Research

AIR EP forms to guide research on SA’s Eyre Peninsula

Liz Wells August 27, 2020

AIR EP chairman Bryan Smith and executive officer Naomi Scholz with local member Peter Treloar. Photo: Member for Flinders Office

A NEW grower-based research, development & extension (RD&E) organisation has formed in South Australia with Agricultural Innovation and Research Eyre Peninsula, or AIR EP.

Launched this week, it has amalgamated the Lower Eyre Agricultural Development Association (LEADA) and the EP Agricultural Research Foundation (EPARF).

Under executive officer Naomi Scholz and chair Bryan Smith, it represents about 370 growers farming in an area roughly the size of Tasmania.

Ms Scholz was appointed in May, and the AIR EP board this week held its second meeting.

“We found LEADA and EPARF were doubling up when it came to governance and project management, and it’s more efficient for us to have one organisation with a bigger membership base that covers probably 50 per cent of EP growers,” Ms Scholz said.

Its board appoints sub-committees to focus on RD&E opportunities for the low-rainfall zone covering the Upper EP, where most farms get less than 325 millimetres of annual average rainfall, and medium-rainfall zones on the Lower EP, where more than 400mm can be expected annually.

“We have over $5 million worth of projects on the books for next three years, and we use private and government contractors to conduct that research.”

Organisations including the Australian Government’s National Landcare Program (NLP), the Grains Research and Development Corporation and the South Australian Grains Industry Trust are among the major funders of AIR EP’s projects.

AIR EP is self-funded through membership fees, corporate sponsorship, and RD&E investment programs, with the largest being the NLP-funded Resilient EP project.

Resilient EP aims to make sense of the large quantities of soil moisture-probe data being generated on the range of soil types across the region at different times in the cropping and fallow periods.

“Combining this data with climate information will help growers make better management decisions.”

“It will increase grower’s confidence when deciding when and what to grow, fertiliser decision-making, timing of grazing and trying innovative practices that will improve their resilience as the impacts of climate variability become more severe.”

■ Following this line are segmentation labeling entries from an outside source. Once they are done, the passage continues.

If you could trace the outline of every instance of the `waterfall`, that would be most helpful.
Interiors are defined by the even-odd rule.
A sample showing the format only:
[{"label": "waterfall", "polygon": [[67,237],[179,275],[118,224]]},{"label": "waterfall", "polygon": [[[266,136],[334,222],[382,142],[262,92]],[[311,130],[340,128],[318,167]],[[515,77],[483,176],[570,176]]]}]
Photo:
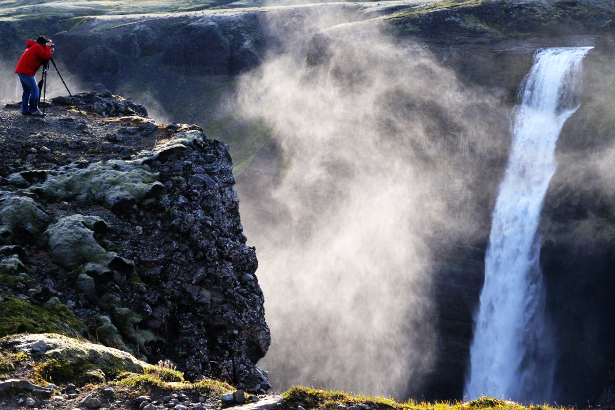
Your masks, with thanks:
[{"label": "waterfall", "polygon": [[522,84],[485,256],[466,398],[485,395],[538,403],[550,398],[555,346],[544,312],[536,231],[555,171],[555,143],[578,108],[574,87],[590,48],[540,51]]}]

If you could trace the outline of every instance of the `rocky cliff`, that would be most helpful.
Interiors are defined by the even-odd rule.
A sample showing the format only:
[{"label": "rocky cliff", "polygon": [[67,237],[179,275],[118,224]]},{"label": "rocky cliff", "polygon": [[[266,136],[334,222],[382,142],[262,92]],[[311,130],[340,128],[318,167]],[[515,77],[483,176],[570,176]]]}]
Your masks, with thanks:
[{"label": "rocky cliff", "polygon": [[[1,111],[0,336],[74,334],[192,379],[269,390],[228,147],[109,92],[74,100],[87,114],[68,97],[42,119]],[[41,316],[58,312],[73,318]]]},{"label": "rocky cliff", "polygon": [[[541,266],[558,341],[555,385],[569,402],[582,400],[571,388],[580,383],[597,398],[615,357],[614,41],[609,23],[584,60],[581,106],[558,141],[558,169],[541,219]],[[607,385],[612,392],[613,382]],[[612,407],[612,395],[598,403]]]},{"label": "rocky cliff", "polygon": [[[352,45],[353,42],[359,42],[366,32],[384,33],[388,38],[392,39],[393,44],[402,45],[418,44],[418,47],[429,49],[440,63],[454,72],[462,84],[469,87],[478,85],[483,87],[482,91],[486,94],[496,96],[498,101],[490,105],[488,109],[485,108],[479,117],[493,116],[493,120],[490,120],[492,128],[490,128],[491,132],[488,135],[492,137],[490,142],[496,141],[494,144],[497,146],[489,152],[480,152],[477,151],[477,147],[474,146],[470,148],[469,155],[459,155],[459,152],[456,152],[452,156],[456,160],[465,162],[467,165],[467,168],[459,169],[463,169],[464,172],[476,178],[472,189],[478,194],[473,197],[473,202],[463,206],[473,208],[480,214],[481,229],[474,236],[468,235],[462,239],[457,238],[454,241],[448,240],[449,238],[445,235],[446,240],[439,240],[437,235],[429,238],[430,254],[432,255],[432,258],[432,258],[430,263],[434,271],[437,296],[435,309],[438,320],[438,337],[435,344],[438,358],[433,372],[423,380],[421,389],[417,390],[415,386],[409,387],[405,392],[408,395],[423,395],[430,398],[461,398],[463,391],[463,373],[467,368],[469,344],[472,339],[472,314],[482,286],[482,263],[487,246],[490,213],[507,156],[506,148],[507,136],[504,135],[508,127],[507,115],[516,103],[518,85],[530,69],[532,55],[538,48],[593,45],[593,35],[615,14],[615,6],[613,2],[606,0],[453,0],[432,4],[415,2],[408,4],[397,2],[336,3],[259,9],[176,12],[125,15],[113,15],[111,13],[100,16],[98,15],[101,13],[94,15],[88,14],[88,12],[71,10],[71,13],[53,14],[52,11],[48,10],[47,12],[52,14],[49,18],[32,19],[25,15],[18,19],[18,24],[14,21],[2,22],[0,25],[0,33],[7,44],[14,44],[14,48],[18,50],[18,56],[21,52],[24,38],[31,36],[32,32],[46,33],[52,36],[57,44],[56,59],[61,64],[61,69],[72,73],[76,78],[84,81],[89,87],[99,90],[108,87],[112,89],[125,90],[131,94],[143,93],[144,97],[146,93],[144,90],[146,90],[151,93],[148,98],[161,101],[162,108],[178,120],[207,124],[212,131],[218,135],[226,133],[228,141],[234,150],[234,158],[239,159],[239,162],[242,163],[242,168],[248,163],[250,164],[238,177],[239,189],[245,193],[242,197],[245,199],[244,204],[248,205],[248,212],[254,221],[259,223],[265,219],[275,220],[277,216],[271,208],[267,208],[255,199],[257,194],[263,197],[269,194],[271,186],[277,183],[283,176],[284,167],[288,162],[290,154],[280,148],[275,139],[269,140],[268,130],[258,133],[247,132],[245,124],[241,121],[236,121],[232,109],[228,110],[228,106],[220,102],[225,101],[226,96],[234,92],[237,74],[258,66],[269,54],[290,55],[300,62],[300,65],[305,60],[308,69],[310,67],[313,69],[320,66],[330,71],[335,69],[336,75],[341,74],[351,79],[361,79],[360,76],[352,77],[356,73],[352,72],[348,66],[328,65],[327,52],[336,44]],[[544,245],[541,259],[547,278],[547,292],[551,295],[549,309],[557,327],[557,333],[561,335],[560,345],[557,347],[561,353],[557,371],[556,384],[559,387],[556,394],[559,403],[576,403],[579,405],[584,405],[588,398],[593,401],[597,396],[602,380],[607,375],[608,364],[615,355],[612,343],[613,329],[615,326],[609,317],[609,312],[612,310],[611,298],[609,298],[613,293],[612,280],[609,280],[609,267],[613,264],[611,219],[613,203],[609,190],[609,187],[612,186],[609,166],[609,141],[613,122],[613,104],[609,97],[613,89],[611,73],[613,43],[610,39],[608,36],[597,37],[596,44],[599,47],[586,59],[585,88],[580,98],[583,104],[566,125],[558,145],[559,171],[546,200],[542,227]],[[350,50],[352,47],[346,48]],[[6,52],[5,53],[9,55]],[[361,55],[357,55],[357,60],[360,60]],[[350,82],[347,81],[346,84]],[[366,83],[364,81],[362,84]],[[198,104],[193,103],[194,95],[202,97]],[[184,95],[190,96],[188,103],[185,98],[181,97]],[[386,98],[384,100],[388,101]],[[391,106],[399,108],[400,104],[395,101]],[[426,119],[430,124],[435,124],[432,128],[435,140],[440,141],[438,139],[445,136],[442,138],[442,140],[450,137],[451,141],[454,141],[461,135],[456,124],[441,121],[443,118],[446,119],[446,116],[442,115],[440,107],[415,104],[408,104],[408,106],[420,114],[417,117],[417,121]],[[215,115],[210,114],[212,112]],[[132,144],[143,143],[144,149],[152,148],[150,140],[153,138],[151,135],[156,133],[149,136],[144,136],[143,133],[146,132],[145,127],[152,128],[145,123],[122,125],[120,127],[130,130],[129,132],[120,132],[120,128],[109,130],[106,142],[101,143],[100,146],[82,145],[89,143],[84,137],[87,135],[84,132],[88,130],[88,125],[82,124],[78,118],[58,123],[71,130],[73,128],[70,127],[76,127],[75,129],[82,133],[80,134],[81,138],[76,138],[79,140],[77,141],[73,141],[76,138],[73,136],[66,137],[67,143],[72,147],[70,149],[74,150],[75,152],[85,151],[87,154],[87,149],[95,150],[100,148],[100,152],[87,155],[109,159],[118,157],[121,159],[122,157],[129,159],[130,156],[136,154],[131,152],[130,148],[127,148]],[[115,123],[111,125],[117,128]],[[136,132],[134,132],[135,128],[137,128]],[[160,131],[158,130],[156,132]],[[12,132],[17,133],[18,130]],[[15,135],[18,134],[15,133]],[[44,136],[41,138],[42,141],[46,141]],[[144,141],[149,141],[149,145]],[[450,141],[444,141],[442,143],[448,142]],[[186,146],[189,149],[184,152],[191,155],[195,151],[194,147],[189,144]],[[66,147],[57,150],[52,148],[51,153],[47,155],[51,156],[53,162],[56,164],[66,162],[68,165],[69,161],[63,155]],[[261,147],[263,148],[258,151]],[[49,160],[41,156],[42,154],[39,151],[28,152],[31,148],[20,148],[20,157],[28,160],[28,156],[31,156],[30,160],[36,160],[37,164],[41,160],[44,162]],[[36,148],[40,150],[38,146]],[[10,152],[10,155],[13,155],[12,151]],[[87,155],[84,154],[86,163],[90,160]],[[459,157],[456,156],[458,155]],[[425,156],[423,152],[419,152],[421,156]],[[72,159],[76,159],[76,156],[72,157]],[[140,168],[138,170],[141,170],[130,171],[133,175],[130,181],[134,181],[131,183],[141,190],[139,192],[141,193],[138,195],[142,194],[143,197],[139,199],[134,196],[122,196],[124,195],[124,191],[119,191],[117,195],[114,191],[111,195],[107,195],[110,198],[108,200],[115,204],[113,198],[124,200],[115,205],[117,210],[130,209],[133,205],[137,206],[137,211],[131,211],[130,215],[143,213],[146,218],[149,218],[148,215],[153,216],[157,212],[158,216],[164,215],[165,216],[165,221],[175,221],[174,213],[178,210],[183,211],[181,207],[186,206],[181,198],[191,199],[191,197],[187,191],[177,192],[179,188],[176,187],[175,177],[180,176],[185,179],[186,187],[189,187],[189,178],[182,175],[186,172],[183,166],[182,170],[173,169],[172,164],[175,164],[175,159],[172,163],[167,161],[165,165],[157,165],[156,162],[150,164],[143,160],[146,161],[144,166],[149,168]],[[434,162],[443,160],[438,156],[427,159]],[[447,157],[446,160],[449,159]],[[591,164],[591,167],[585,167],[588,164]],[[10,189],[7,189],[7,191],[9,194],[17,191],[27,192],[28,195],[38,195],[41,200],[49,201],[51,200],[46,198],[50,195],[50,192],[64,192],[64,188],[60,189],[63,186],[63,182],[61,184],[54,183],[55,185],[45,187],[44,183],[38,179],[42,178],[41,175],[49,174],[50,183],[61,178],[53,173],[39,175],[40,173],[36,170],[38,167],[34,167],[36,168],[34,171],[17,169],[10,162],[0,164],[0,167],[4,167],[6,171],[3,175],[5,176],[16,172],[20,173],[21,176],[21,173],[24,173],[21,178],[25,179],[25,182],[17,178],[20,185],[10,184],[17,183],[15,176],[12,177],[10,184],[7,179],[7,186]],[[124,167],[124,165],[121,167]],[[164,170],[167,167],[169,169]],[[208,169],[204,166],[204,168]],[[166,176],[164,178],[170,178],[171,183],[169,183],[168,179],[166,181],[159,179],[162,176],[145,173],[144,170],[154,175],[159,173],[159,175]],[[173,173],[175,172],[178,173]],[[87,172],[83,171],[83,173],[85,175]],[[230,176],[228,178],[230,179]],[[156,183],[160,183],[164,187]],[[207,185],[207,181],[203,183]],[[218,181],[216,183],[219,184]],[[224,183],[223,183],[223,186]],[[36,191],[30,186],[33,184],[41,184],[41,187]],[[218,189],[220,187],[218,184]],[[169,203],[168,208],[160,208],[160,204],[163,203],[164,200],[164,196],[155,205],[148,205],[151,202],[147,195],[161,195],[157,192],[159,189],[164,190],[162,191],[163,195],[176,201],[173,205]],[[143,191],[147,193],[144,194]],[[172,194],[177,194],[177,196],[173,197]],[[65,198],[62,195],[68,194],[58,195],[60,195],[60,199],[52,200],[50,206],[52,208],[58,207],[58,212],[65,212],[59,208],[65,206],[62,202],[65,202],[69,205],[73,203],[71,200],[74,200],[62,199]],[[75,197],[81,198],[79,196],[83,194],[79,194]],[[98,206],[102,202],[106,203],[107,196],[97,195],[98,199],[95,201],[98,202],[93,199],[87,200],[93,201],[92,202],[93,205],[90,206]],[[93,194],[92,196],[95,195]],[[10,201],[16,200],[14,197],[7,196],[5,200],[7,203],[10,203]],[[84,197],[85,197],[87,195]],[[208,202],[210,199],[200,200]],[[54,203],[53,201],[60,202]],[[451,200],[453,203],[456,201],[458,201],[456,197]],[[113,205],[106,203],[105,206]],[[32,212],[38,215],[36,209],[33,209]],[[110,213],[108,212],[109,216],[106,213],[100,215],[89,211],[89,213],[92,213],[90,216],[97,216],[108,225],[110,221],[112,223],[115,221],[111,219],[112,217],[124,215],[122,211],[117,211],[121,213],[115,213],[112,210]],[[208,211],[203,208],[203,211]],[[34,241],[38,240],[40,231],[48,231],[47,227],[55,227],[55,231],[52,230],[52,232],[62,227],[61,225],[55,226],[45,220],[48,216],[52,216],[47,208],[44,208],[44,213],[45,215],[40,218],[33,217],[36,223],[27,225],[25,232],[32,232],[28,234],[31,239],[28,243],[31,245],[27,246],[34,246],[33,243],[36,245]],[[126,217],[122,218],[125,219]],[[115,245],[119,250],[114,250],[115,248],[108,248],[104,243],[101,245],[107,253],[114,252],[117,254],[116,263],[130,266],[132,261],[137,267],[137,269],[140,266],[146,268],[145,272],[154,269],[153,278],[158,274],[157,269],[160,268],[160,274],[167,275],[165,276],[167,279],[164,294],[161,295],[161,298],[167,297],[167,295],[169,298],[172,296],[172,299],[175,298],[173,300],[181,301],[178,306],[183,307],[177,309],[178,315],[173,317],[184,318],[182,315],[188,312],[188,306],[196,304],[199,298],[204,296],[200,294],[200,290],[197,290],[199,286],[210,292],[211,303],[215,304],[213,301],[216,300],[217,293],[215,286],[218,282],[207,282],[207,280],[213,280],[209,276],[206,280],[204,279],[202,286],[198,283],[192,283],[192,279],[184,282],[189,282],[189,285],[196,286],[190,288],[192,291],[188,288],[182,290],[183,285],[173,282],[176,280],[175,274],[173,273],[174,269],[177,269],[176,266],[192,264],[191,258],[196,258],[194,254],[189,256],[189,252],[183,251],[185,250],[178,248],[172,251],[168,246],[165,248],[164,252],[172,253],[165,254],[171,254],[177,258],[176,262],[170,259],[169,266],[164,266],[154,256],[150,258],[147,254],[141,259],[140,255],[143,254],[142,249],[135,250],[134,254],[122,253],[121,250],[124,246],[124,243],[129,242],[128,232],[132,229],[130,227],[135,229],[142,228],[142,232],[154,239],[153,243],[164,240],[154,235],[156,228],[141,226],[140,223],[133,224],[132,219],[119,219],[125,223],[121,225],[117,222],[117,226],[125,227],[124,231],[115,231],[113,229],[115,223],[111,223],[110,228],[106,228],[105,234],[94,229],[96,226],[103,226],[100,223],[97,225],[97,220],[84,219],[80,223],[85,224],[84,225],[85,229],[94,232],[95,239],[98,237],[98,235],[106,235],[108,236],[103,237],[107,240],[122,244],[121,246]],[[154,219],[151,221],[153,223]],[[72,221],[66,222],[74,223]],[[87,223],[92,227],[88,228]],[[173,226],[174,231],[172,232],[179,235],[177,237],[186,239],[189,237],[191,240],[192,227],[186,227],[183,223]],[[255,231],[260,228],[256,223],[255,226],[257,227]],[[197,227],[195,229],[202,232],[202,227]],[[228,231],[232,232],[225,237],[230,241],[226,242],[229,246],[239,235],[237,229],[227,229]],[[137,231],[134,232],[138,233]],[[7,231],[6,235],[10,237],[12,234]],[[40,246],[47,246],[48,251],[50,252],[51,245],[49,244],[51,243],[50,241],[52,242],[52,235],[48,233],[42,237],[46,245]],[[143,237],[136,235],[135,237]],[[170,246],[173,246],[173,240],[177,243],[183,243],[177,239],[170,240],[172,241]],[[239,247],[243,249],[240,246],[242,241],[240,238]],[[139,246],[146,246],[142,242],[140,243]],[[146,243],[147,248],[149,242]],[[219,246],[216,243],[214,250],[218,258],[221,258],[221,261],[228,262],[230,260],[232,262],[234,256],[231,254],[234,252],[232,250],[237,247],[236,245],[232,245],[232,249],[229,248],[228,254],[224,254],[227,252],[224,250],[226,245]],[[24,245],[22,247],[25,246],[24,249],[27,251],[27,246]],[[108,258],[108,256],[105,256],[106,254],[101,253],[101,258],[103,259]],[[65,257],[57,257],[57,260],[59,259],[63,260]],[[31,256],[30,259],[32,260]],[[124,259],[128,262],[121,262]],[[95,261],[88,261],[89,263],[93,262]],[[25,266],[27,264],[22,263]],[[250,264],[250,262],[247,263]],[[102,268],[99,267],[100,265],[100,263],[95,263],[92,266],[102,270],[109,269],[112,277],[119,274],[114,273],[108,265]],[[226,266],[226,262],[220,262],[218,266]],[[70,280],[74,280],[75,283],[79,283],[81,288],[86,290],[89,284],[92,283],[87,278],[92,278],[92,287],[95,291],[90,292],[88,298],[93,301],[89,301],[84,296],[84,303],[87,304],[94,311],[97,306],[99,310],[102,309],[105,312],[102,315],[106,315],[111,321],[111,325],[117,328],[118,326],[113,325],[113,321],[114,320],[117,321],[114,319],[113,315],[115,307],[109,304],[100,304],[108,303],[108,298],[104,298],[107,291],[101,290],[99,285],[101,279],[97,274],[94,270],[88,270],[93,269],[92,266],[87,269],[84,266],[85,270],[79,272],[77,277]],[[74,268],[62,269],[68,271]],[[117,268],[114,269],[117,270]],[[132,271],[132,269],[129,266],[125,270]],[[248,274],[252,269],[250,266],[247,269]],[[177,274],[185,277],[185,274],[181,273],[184,270],[180,270]],[[84,276],[77,282],[76,280],[81,274]],[[105,277],[105,275],[108,277],[109,274],[104,274],[101,277]],[[128,274],[125,275],[127,278],[129,276]],[[143,275],[143,278],[145,277],[146,275]],[[145,281],[143,278],[140,280]],[[117,280],[121,282],[122,278],[119,277]],[[127,283],[130,283],[129,279],[126,280]],[[182,282],[184,280],[177,280]],[[238,301],[242,299],[239,296],[252,300],[252,288],[244,285],[240,277],[238,283],[238,289],[246,290],[250,294],[238,290],[237,299],[233,299],[234,302],[231,304],[240,304]],[[72,285],[69,282],[69,284]],[[117,285],[119,288],[128,286],[122,283],[117,283]],[[124,290],[124,293],[117,294],[129,298],[128,291]],[[180,293],[176,294],[175,291]],[[194,299],[194,292],[197,293],[197,301]],[[146,309],[137,309],[138,313],[143,315],[138,329],[155,334],[156,332],[152,330],[158,320],[155,315],[160,315],[165,310],[159,309],[156,312],[154,308],[169,308],[163,306],[161,299],[154,302],[148,302],[146,296],[149,295],[149,291],[143,294],[133,293],[134,295],[130,294],[130,297],[140,298],[153,309],[152,313],[147,313]],[[258,293],[255,294],[260,296]],[[207,299],[208,294],[204,293],[204,297]],[[72,295],[68,300],[77,302]],[[115,302],[114,301],[111,302]],[[608,308],[605,309],[605,306]],[[111,311],[108,310],[111,308],[109,307],[113,307]],[[201,313],[199,314],[208,317],[202,311],[199,312]],[[191,322],[188,320],[186,323]],[[144,325],[151,327],[143,328]],[[133,328],[136,329],[136,325]],[[240,334],[244,334],[239,328],[237,330]],[[170,341],[188,340],[180,337],[179,326],[177,329],[162,329],[161,331],[162,331],[165,334],[173,335],[169,339]],[[119,328],[119,331],[123,331]],[[248,331],[247,333],[253,336],[258,333]],[[134,336],[131,336],[131,339],[129,334],[132,334],[126,333],[123,336],[122,343],[134,350],[140,339]],[[218,334],[211,336],[217,337]],[[228,349],[230,350],[228,351],[249,350],[241,347],[241,343],[239,345],[234,344],[235,341],[232,336],[227,336],[227,338],[223,339],[225,345],[229,346]],[[156,355],[157,349],[161,349],[158,347],[161,344],[159,341],[149,341],[143,344],[146,350],[143,352],[146,356]],[[171,345],[172,343],[169,345]],[[257,343],[256,345],[259,345]],[[140,347],[139,349],[141,349]],[[208,349],[209,354],[212,354],[212,349],[209,347]],[[181,356],[180,352],[183,351],[178,350],[176,356]],[[248,355],[252,363],[254,362],[252,359],[258,355],[257,353],[252,352]],[[229,356],[226,357],[227,359],[221,360],[221,361],[216,360],[216,364],[213,365],[212,371],[218,371],[216,369],[218,363],[228,363],[228,357],[232,357],[233,354],[229,353]],[[188,359],[179,357],[178,360],[185,360],[186,365],[192,366]],[[195,366],[198,368],[198,364]],[[207,368],[207,365],[202,366],[205,370]],[[220,373],[226,371],[230,374],[229,368],[226,366]]]}]

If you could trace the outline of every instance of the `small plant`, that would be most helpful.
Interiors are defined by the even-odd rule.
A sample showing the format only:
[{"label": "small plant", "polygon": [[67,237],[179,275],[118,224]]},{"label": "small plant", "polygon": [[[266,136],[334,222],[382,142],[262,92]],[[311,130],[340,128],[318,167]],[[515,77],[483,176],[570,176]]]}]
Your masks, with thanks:
[{"label": "small plant", "polygon": [[145,372],[167,383],[184,381],[184,374],[177,370],[175,365],[169,360],[159,360],[157,365],[148,368]]},{"label": "small plant", "polygon": [[28,360],[28,355],[23,352],[11,355],[10,358],[13,361],[24,361]]}]

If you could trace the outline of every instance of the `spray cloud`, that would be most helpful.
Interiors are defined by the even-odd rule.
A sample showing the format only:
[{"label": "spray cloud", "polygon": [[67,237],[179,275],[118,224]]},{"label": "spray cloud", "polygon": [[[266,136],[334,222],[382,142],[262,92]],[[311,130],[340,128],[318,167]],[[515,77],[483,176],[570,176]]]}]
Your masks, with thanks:
[{"label": "spray cloud", "polygon": [[432,242],[484,223],[467,186],[501,151],[482,136],[498,104],[421,47],[339,34],[240,82],[239,110],[274,135],[238,178],[272,337],[260,365],[274,388],[403,398],[435,360]]}]

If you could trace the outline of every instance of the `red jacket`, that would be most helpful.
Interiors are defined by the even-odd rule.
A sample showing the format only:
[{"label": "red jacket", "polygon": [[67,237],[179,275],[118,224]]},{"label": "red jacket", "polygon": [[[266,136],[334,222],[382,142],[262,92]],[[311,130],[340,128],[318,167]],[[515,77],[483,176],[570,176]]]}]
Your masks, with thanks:
[{"label": "red jacket", "polygon": [[49,45],[43,47],[34,40],[26,42],[26,50],[22,54],[19,62],[17,63],[15,72],[26,76],[34,76],[43,61],[51,58],[51,49]]}]

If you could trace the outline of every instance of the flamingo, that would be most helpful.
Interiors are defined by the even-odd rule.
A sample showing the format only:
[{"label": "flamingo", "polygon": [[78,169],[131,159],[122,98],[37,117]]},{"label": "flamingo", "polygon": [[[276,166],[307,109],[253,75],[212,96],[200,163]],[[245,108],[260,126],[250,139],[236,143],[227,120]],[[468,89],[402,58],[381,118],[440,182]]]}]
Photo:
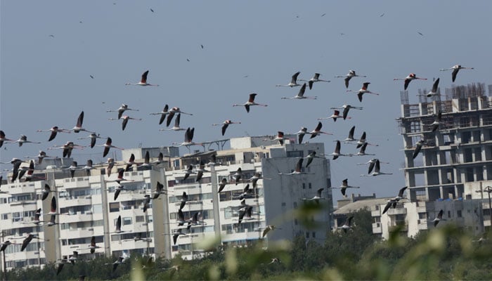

AIR EP’s membership base spreads from Whyalla in the east to Coorabie in the west and Port Lincoln in the south.

Farms in the Upper EP mostly grow cereals and run sheep in a mixed-farming system, while on the Lower EP, continuous cropping with canola, faba beans and lentils as well as cereals is more common.

Through its involvement with the Soil Cooperative Research Centre, AIR EP is hoping to help growers find ways to more effectively farm in problem soils which impact large areas of the EP.

These soils can be water repellent, subject to wind and water erosion, low in fertility, high in acid, alkalinity or calcium carbonate, and affected by subsoil constraints, all factors which can inhibit productivity.